Academician V.S. Stepin defined the nonlinear science, becoming of which takes place during modern global scientific revolution, as postnonclassical [10]. During this revolution, as well as during previous global scientific revolutions of New Time, related to appearance of classical and nonclassical science, the proper type of scientific rationality were produced. It means that system of foundations of science changes: scientific world picture, ideals and norms of scientific research and philosophical foundations of both. It needs especially to emphasize that classical and nonclassical types of scientific rationality do not disappear after appearance of postnonclassical one. They continue to work successfully in researches of their objects.

Philosophical and methodological researches of postnonclassical science were found out lots about the system of its foundations. So, in particular, by efforts of founders of nonlinear science, the world features were realized from the point of its new nonlinear world picture. I. Prigogine, for example, wrote about complexity, temporality and integrity of both the entire world and its objects, understood as the systems in their becoming [23].

Herman Haken named such becoming of a new whole the self-organization, which is created by co-operative effect of the collective coherent action of many medium elements, subordinated to the parameters of order of this new whole. He gave the name “synergetics” to new scientific trend of researches of self-organization in both natural processes and human activity [18] In course of time this trend was defined as transdisciplinary, for the reason that synergetic reconstruction of self-organization appeared applicable to the objects of many disciplines.
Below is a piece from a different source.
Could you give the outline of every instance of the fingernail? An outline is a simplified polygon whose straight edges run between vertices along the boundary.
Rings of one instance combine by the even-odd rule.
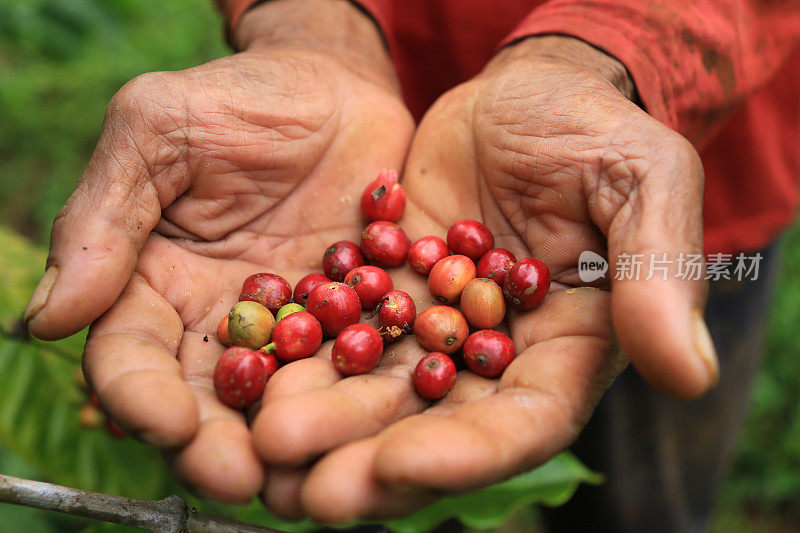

I will concentrate my attention on inevitable for selforganizing systems existence as the processes. It would seem processes always were the objects of science, at least, in New Time. So, Galileo, unlike Aristotle, applied mathematics for description of mechanical motion. However, consideration of nature as mathematical universe, typical for all previous linear science, determined a search of the law-governed as the steady in the examined processes. This approach can, having processes as an object (not only mechanical motion, and the changes, described by thermodynamics and electrodynamics), concentrate attention on unchanging laws, expressed by mathematical equations, and formulas of their solutions in general form.

So why I. Kant wrote in “Prolegomena”, that the object of natural science is nature, as it subordinates to general laws [4, c. 68]. Thus, science had deal, foremost, with a necessity, determining the essence and expressed in laws. Contingency was connected with initial and scope conditions. Consequently, knowledge of essence gave the steady result of cognitive process, even when the objects of cognition were the changes.

Methodologically it was expressed in relations of explanation, prediction and description of scientific facts. Explanation as function of theory had a common logical structure with a prediction and both were the logical conclusions of the explainable phenomenon from the general laws of theory. These conclusions were obtained due to the solution of equations at certain casual conditions that determined the display of unchanging laws. Description of the explainable phenomenon was often preceded to its explanation and was based on other theoretical language, in particular, on language of device theories.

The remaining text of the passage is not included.